Corigliano’s “Ghosts,” ready to haunt any size house, heads to Manhattan School

John Corigliano and William Hoffman’s opera “The Ghosts of Versailles” comes in three sizes.  According to Corigliano’s website, there’s the original Metropolitan Opera version from the 1991 debut, which boasted about 300 performers.  There’s the standard version (“eliminates the onstage orchestra by incorporating those parts into the regular pit orchestra, re-assigns roles played by comprimario singers to choristers, and requires only 10 principals”) that premiered at the Chicago Lyric Opera in 1995.  Most recently is the reduced version (orchestrations prepared by John David Earnest) that debuted at the Opera Theater of St.

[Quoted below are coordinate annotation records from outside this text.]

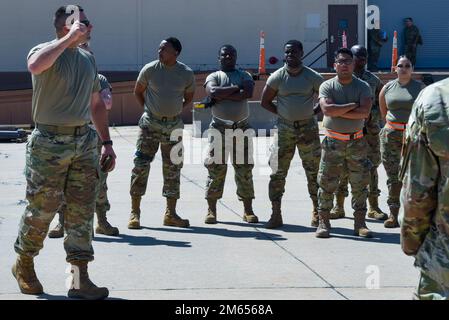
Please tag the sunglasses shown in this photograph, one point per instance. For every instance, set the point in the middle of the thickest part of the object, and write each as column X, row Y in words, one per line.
column 85, row 22
column 344, row 62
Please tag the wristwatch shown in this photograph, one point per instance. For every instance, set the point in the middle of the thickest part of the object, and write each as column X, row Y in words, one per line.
column 107, row 142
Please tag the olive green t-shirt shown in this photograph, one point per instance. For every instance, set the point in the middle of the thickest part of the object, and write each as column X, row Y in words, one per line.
column 166, row 87
column 227, row 109
column 295, row 94
column 104, row 83
column 62, row 93
column 375, row 84
column 400, row 99
column 353, row 92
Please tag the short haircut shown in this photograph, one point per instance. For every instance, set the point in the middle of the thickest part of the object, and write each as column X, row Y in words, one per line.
column 61, row 15
column 404, row 57
column 176, row 44
column 227, row 46
column 294, row 43
column 344, row 51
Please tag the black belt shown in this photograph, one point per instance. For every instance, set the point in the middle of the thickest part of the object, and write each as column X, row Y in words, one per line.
column 234, row 126
column 64, row 130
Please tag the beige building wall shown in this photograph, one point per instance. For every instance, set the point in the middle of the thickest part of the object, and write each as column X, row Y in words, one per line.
column 127, row 33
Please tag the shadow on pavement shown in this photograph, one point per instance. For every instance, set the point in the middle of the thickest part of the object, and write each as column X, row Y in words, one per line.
column 380, row 237
column 258, row 235
column 142, row 241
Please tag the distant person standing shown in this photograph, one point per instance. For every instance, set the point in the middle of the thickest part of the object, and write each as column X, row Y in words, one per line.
column 412, row 38
column 375, row 42
column 396, row 100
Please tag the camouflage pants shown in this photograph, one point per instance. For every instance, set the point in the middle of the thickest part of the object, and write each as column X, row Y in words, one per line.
column 391, row 147
column 222, row 146
column 152, row 133
column 337, row 155
column 429, row 289
column 102, row 204
column 60, row 168
column 372, row 138
column 305, row 137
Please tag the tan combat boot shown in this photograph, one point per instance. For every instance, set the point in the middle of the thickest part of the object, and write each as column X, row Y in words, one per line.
column 374, row 211
column 211, row 217
column 58, row 231
column 392, row 221
column 171, row 219
column 360, row 228
column 324, row 226
column 134, row 219
column 82, row 287
column 249, row 215
column 315, row 217
column 338, row 211
column 276, row 216
column 104, row 227
column 23, row 271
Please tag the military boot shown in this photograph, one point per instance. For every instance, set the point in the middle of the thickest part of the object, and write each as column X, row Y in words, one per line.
column 374, row 211
column 134, row 219
column 315, row 217
column 360, row 228
column 103, row 226
column 338, row 211
column 276, row 216
column 324, row 225
column 82, row 287
column 249, row 215
column 58, row 231
column 392, row 221
column 171, row 219
column 211, row 217
column 23, row 271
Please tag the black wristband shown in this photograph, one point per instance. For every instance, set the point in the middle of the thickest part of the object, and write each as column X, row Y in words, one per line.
column 107, row 142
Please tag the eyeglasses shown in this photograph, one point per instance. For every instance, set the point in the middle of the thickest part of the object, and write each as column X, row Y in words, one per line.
column 406, row 66
column 344, row 62
column 85, row 22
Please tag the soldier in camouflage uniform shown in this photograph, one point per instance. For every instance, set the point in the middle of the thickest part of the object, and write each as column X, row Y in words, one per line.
column 61, row 154
column 164, row 87
column 346, row 103
column 375, row 43
column 412, row 38
column 372, row 129
column 425, row 192
column 102, row 204
column 230, row 134
column 396, row 101
column 296, row 87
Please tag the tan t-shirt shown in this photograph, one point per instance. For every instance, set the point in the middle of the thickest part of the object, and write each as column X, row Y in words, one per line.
column 375, row 84
column 227, row 109
column 295, row 94
column 400, row 99
column 62, row 93
column 166, row 87
column 343, row 94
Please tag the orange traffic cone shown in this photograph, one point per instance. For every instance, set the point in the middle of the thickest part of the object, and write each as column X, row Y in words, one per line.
column 262, row 54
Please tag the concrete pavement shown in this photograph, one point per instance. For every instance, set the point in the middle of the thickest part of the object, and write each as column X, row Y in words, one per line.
column 230, row 260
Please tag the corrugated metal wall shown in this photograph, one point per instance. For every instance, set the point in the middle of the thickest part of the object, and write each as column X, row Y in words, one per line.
column 127, row 33
column 430, row 16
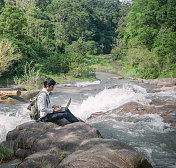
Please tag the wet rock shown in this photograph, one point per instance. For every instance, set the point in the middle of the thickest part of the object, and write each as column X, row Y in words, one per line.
column 161, row 82
column 159, row 89
column 73, row 145
column 167, row 112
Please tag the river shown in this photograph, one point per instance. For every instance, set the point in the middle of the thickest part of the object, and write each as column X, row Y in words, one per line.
column 146, row 133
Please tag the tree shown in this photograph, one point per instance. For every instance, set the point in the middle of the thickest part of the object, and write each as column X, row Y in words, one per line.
column 8, row 53
column 13, row 21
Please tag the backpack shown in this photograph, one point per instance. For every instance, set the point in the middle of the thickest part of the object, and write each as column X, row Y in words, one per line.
column 34, row 111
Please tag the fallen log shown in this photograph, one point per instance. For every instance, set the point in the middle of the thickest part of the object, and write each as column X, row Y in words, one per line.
column 10, row 93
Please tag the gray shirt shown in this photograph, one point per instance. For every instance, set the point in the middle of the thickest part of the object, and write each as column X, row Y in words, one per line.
column 44, row 104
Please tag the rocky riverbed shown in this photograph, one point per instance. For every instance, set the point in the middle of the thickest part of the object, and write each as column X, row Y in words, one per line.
column 79, row 145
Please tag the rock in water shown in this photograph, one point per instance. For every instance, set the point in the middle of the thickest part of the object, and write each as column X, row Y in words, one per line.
column 73, row 145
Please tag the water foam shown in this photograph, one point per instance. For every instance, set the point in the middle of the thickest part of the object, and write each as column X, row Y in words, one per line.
column 109, row 99
column 86, row 83
column 11, row 117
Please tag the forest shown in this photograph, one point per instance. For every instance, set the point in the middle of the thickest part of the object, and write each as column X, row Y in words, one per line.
column 68, row 36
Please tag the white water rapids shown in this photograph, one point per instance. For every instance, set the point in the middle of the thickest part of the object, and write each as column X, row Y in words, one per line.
column 147, row 133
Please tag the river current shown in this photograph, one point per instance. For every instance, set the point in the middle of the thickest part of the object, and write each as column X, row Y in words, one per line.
column 146, row 133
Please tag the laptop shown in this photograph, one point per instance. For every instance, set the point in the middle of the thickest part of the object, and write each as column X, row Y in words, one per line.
column 66, row 107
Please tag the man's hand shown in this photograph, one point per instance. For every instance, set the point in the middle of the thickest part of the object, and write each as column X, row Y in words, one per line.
column 57, row 108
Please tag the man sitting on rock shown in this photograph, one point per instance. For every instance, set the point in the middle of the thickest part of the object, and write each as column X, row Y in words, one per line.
column 47, row 112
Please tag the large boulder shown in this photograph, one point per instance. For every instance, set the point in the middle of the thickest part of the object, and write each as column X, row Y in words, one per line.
column 77, row 145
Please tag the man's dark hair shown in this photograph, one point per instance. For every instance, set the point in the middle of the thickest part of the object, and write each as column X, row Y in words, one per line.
column 49, row 82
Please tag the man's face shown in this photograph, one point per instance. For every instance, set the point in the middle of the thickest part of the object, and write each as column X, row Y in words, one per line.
column 49, row 88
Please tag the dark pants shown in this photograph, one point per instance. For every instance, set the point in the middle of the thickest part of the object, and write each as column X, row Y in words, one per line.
column 51, row 117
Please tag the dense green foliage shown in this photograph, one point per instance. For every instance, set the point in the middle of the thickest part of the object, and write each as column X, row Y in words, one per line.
column 58, row 36
column 62, row 36
column 148, row 40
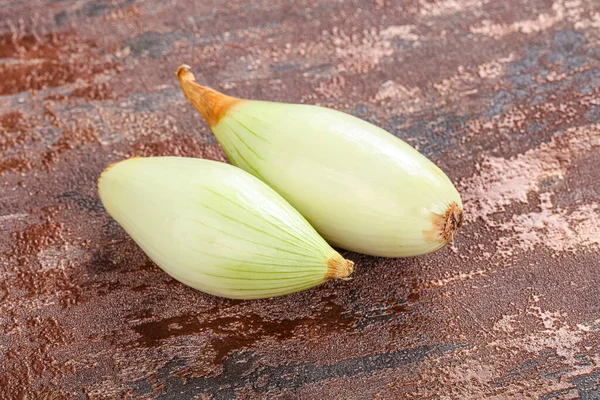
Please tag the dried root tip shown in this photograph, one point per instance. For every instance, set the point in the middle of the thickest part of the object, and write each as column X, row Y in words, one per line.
column 451, row 223
column 339, row 268
column 211, row 104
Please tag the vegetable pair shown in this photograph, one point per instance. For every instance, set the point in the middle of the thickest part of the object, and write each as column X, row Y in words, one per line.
column 218, row 229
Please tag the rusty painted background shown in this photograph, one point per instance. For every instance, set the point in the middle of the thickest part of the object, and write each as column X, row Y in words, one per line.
column 504, row 95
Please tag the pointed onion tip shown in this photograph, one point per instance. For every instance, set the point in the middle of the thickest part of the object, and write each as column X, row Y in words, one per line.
column 212, row 104
column 447, row 225
column 339, row 268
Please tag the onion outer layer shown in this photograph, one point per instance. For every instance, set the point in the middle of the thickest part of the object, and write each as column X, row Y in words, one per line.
column 217, row 228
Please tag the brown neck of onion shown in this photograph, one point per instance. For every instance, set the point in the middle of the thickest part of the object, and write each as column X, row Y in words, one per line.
column 213, row 105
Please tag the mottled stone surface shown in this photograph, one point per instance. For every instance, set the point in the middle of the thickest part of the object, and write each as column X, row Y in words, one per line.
column 502, row 94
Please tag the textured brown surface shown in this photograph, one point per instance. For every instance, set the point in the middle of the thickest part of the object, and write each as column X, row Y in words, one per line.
column 502, row 94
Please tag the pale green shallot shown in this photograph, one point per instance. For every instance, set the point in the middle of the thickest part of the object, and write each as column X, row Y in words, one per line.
column 362, row 188
column 217, row 228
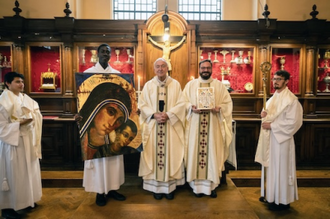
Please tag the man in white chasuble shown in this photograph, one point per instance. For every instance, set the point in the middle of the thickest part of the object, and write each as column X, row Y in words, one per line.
column 162, row 117
column 20, row 148
column 104, row 175
column 208, row 132
column 276, row 147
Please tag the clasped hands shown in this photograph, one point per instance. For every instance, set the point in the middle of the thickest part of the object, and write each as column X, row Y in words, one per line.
column 199, row 111
column 161, row 117
column 25, row 121
column 265, row 125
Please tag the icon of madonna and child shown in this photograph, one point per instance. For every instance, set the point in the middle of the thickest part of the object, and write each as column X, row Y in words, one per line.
column 108, row 120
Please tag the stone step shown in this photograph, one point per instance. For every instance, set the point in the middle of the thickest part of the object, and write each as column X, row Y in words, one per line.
column 241, row 178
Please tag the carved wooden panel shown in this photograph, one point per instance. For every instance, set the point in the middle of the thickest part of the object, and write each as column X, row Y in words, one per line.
column 247, row 135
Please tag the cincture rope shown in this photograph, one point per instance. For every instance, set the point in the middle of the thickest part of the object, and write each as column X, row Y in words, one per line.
column 5, row 186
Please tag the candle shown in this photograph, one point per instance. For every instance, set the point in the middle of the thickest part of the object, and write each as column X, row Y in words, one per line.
column 138, row 83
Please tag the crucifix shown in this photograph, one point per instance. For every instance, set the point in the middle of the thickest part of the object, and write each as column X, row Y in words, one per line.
column 165, row 42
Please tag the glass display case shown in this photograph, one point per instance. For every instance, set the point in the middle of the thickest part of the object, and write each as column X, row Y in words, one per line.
column 5, row 63
column 323, row 76
column 233, row 66
column 289, row 59
column 122, row 58
column 45, row 68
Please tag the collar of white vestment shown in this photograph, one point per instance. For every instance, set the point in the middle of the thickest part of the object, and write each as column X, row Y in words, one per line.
column 201, row 80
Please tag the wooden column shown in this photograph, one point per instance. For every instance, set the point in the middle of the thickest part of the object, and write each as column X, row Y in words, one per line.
column 310, row 68
column 67, row 71
column 263, row 51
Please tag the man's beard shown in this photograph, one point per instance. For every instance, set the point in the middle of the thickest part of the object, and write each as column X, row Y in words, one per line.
column 205, row 77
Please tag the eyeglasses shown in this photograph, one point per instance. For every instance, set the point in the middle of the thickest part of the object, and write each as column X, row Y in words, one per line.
column 161, row 66
column 206, row 68
column 277, row 79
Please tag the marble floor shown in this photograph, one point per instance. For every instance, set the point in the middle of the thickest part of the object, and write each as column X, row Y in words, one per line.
column 232, row 202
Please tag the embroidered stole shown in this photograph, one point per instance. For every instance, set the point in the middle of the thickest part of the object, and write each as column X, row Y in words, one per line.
column 161, row 136
column 203, row 144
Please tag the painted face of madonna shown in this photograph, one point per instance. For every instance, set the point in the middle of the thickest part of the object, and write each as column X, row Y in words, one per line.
column 109, row 118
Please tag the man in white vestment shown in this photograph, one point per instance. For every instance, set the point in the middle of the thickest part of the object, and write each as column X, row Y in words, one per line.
column 20, row 148
column 162, row 116
column 276, row 148
column 208, row 132
column 104, row 175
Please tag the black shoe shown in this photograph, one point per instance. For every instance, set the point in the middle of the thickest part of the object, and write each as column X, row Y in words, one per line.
column 213, row 194
column 31, row 208
column 199, row 195
column 280, row 207
column 10, row 214
column 170, row 196
column 115, row 195
column 158, row 196
column 100, row 199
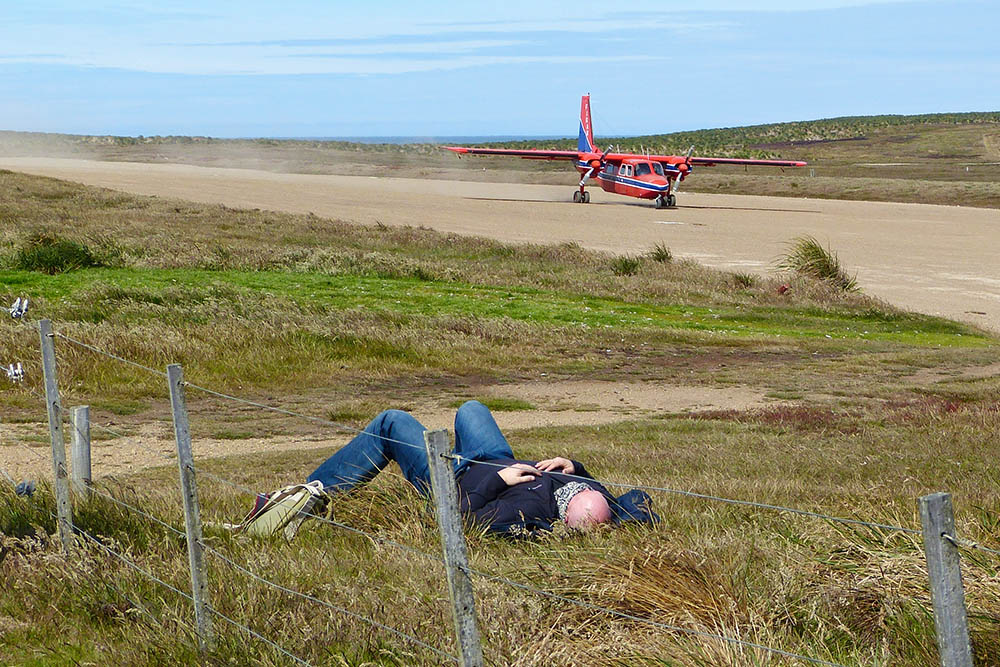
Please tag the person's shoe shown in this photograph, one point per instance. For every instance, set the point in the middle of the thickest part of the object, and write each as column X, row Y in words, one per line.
column 284, row 510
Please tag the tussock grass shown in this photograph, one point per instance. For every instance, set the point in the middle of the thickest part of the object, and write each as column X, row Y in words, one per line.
column 626, row 265
column 807, row 257
column 661, row 253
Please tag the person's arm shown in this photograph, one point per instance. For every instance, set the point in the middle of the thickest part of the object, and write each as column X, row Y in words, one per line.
column 492, row 486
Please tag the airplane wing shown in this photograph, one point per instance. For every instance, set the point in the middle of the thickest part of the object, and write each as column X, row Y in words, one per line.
column 528, row 154
column 710, row 161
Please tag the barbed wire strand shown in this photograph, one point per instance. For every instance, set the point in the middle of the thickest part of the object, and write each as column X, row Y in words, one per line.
column 324, row 603
column 705, row 496
column 108, row 354
column 257, row 635
column 291, row 413
column 149, row 575
column 663, row 626
column 321, row 519
column 135, row 605
column 126, row 505
column 131, row 563
column 969, row 544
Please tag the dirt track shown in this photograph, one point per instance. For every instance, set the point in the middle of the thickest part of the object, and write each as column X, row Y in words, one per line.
column 942, row 260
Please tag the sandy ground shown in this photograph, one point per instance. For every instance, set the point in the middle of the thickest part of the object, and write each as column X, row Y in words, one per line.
column 934, row 259
column 25, row 452
column 941, row 260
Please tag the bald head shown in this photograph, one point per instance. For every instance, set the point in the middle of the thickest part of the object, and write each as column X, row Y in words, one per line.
column 587, row 509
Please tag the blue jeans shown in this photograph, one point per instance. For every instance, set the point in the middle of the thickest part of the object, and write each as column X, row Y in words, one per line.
column 396, row 436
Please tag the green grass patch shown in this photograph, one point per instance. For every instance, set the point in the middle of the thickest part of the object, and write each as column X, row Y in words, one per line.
column 499, row 404
column 124, row 294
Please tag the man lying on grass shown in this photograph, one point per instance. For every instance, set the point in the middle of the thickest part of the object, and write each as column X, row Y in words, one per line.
column 509, row 496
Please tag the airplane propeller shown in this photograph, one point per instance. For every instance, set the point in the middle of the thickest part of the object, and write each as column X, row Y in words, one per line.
column 595, row 165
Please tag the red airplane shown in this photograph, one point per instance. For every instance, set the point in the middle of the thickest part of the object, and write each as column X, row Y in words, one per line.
column 634, row 175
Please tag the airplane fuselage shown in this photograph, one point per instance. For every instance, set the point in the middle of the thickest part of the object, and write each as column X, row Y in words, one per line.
column 640, row 178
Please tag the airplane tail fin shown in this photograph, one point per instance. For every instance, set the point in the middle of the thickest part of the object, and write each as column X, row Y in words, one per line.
column 586, row 141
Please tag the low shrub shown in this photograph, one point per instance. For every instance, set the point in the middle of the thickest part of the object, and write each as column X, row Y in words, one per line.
column 47, row 253
column 626, row 265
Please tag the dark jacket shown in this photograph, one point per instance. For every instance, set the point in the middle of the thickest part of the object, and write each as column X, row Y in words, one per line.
column 531, row 506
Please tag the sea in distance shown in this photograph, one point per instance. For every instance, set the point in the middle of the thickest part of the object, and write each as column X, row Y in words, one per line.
column 457, row 140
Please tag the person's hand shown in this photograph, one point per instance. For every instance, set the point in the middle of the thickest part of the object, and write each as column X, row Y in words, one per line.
column 558, row 463
column 518, row 473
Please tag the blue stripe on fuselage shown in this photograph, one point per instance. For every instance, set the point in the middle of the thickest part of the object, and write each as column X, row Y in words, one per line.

Louis in 2009.

It’s the latter, the trim and easy-to-use edition, that makes its New York City debut this week at the Manhattan School of Music in three performances (4/25-29).  Steven Osgood conducts and stage direction is by Jay Lesenger.

Corigliano and Hoffman in 2011

There’s tons of places online to learn more about the origins and reception of “Ghosts.”  Something I didn’t find readily was the tidbit that the original title was “A Figaro for Antonia.” John and Bill did innumerable talks around Manhattan in the months leading up to the premiere and I recall one of them saying that whenever they said that the name of the opera, the response was “What?!”

So they came up with a new and much better title, while the opera within the opera bears that vowel-heavy original name.  And the rest is opera history.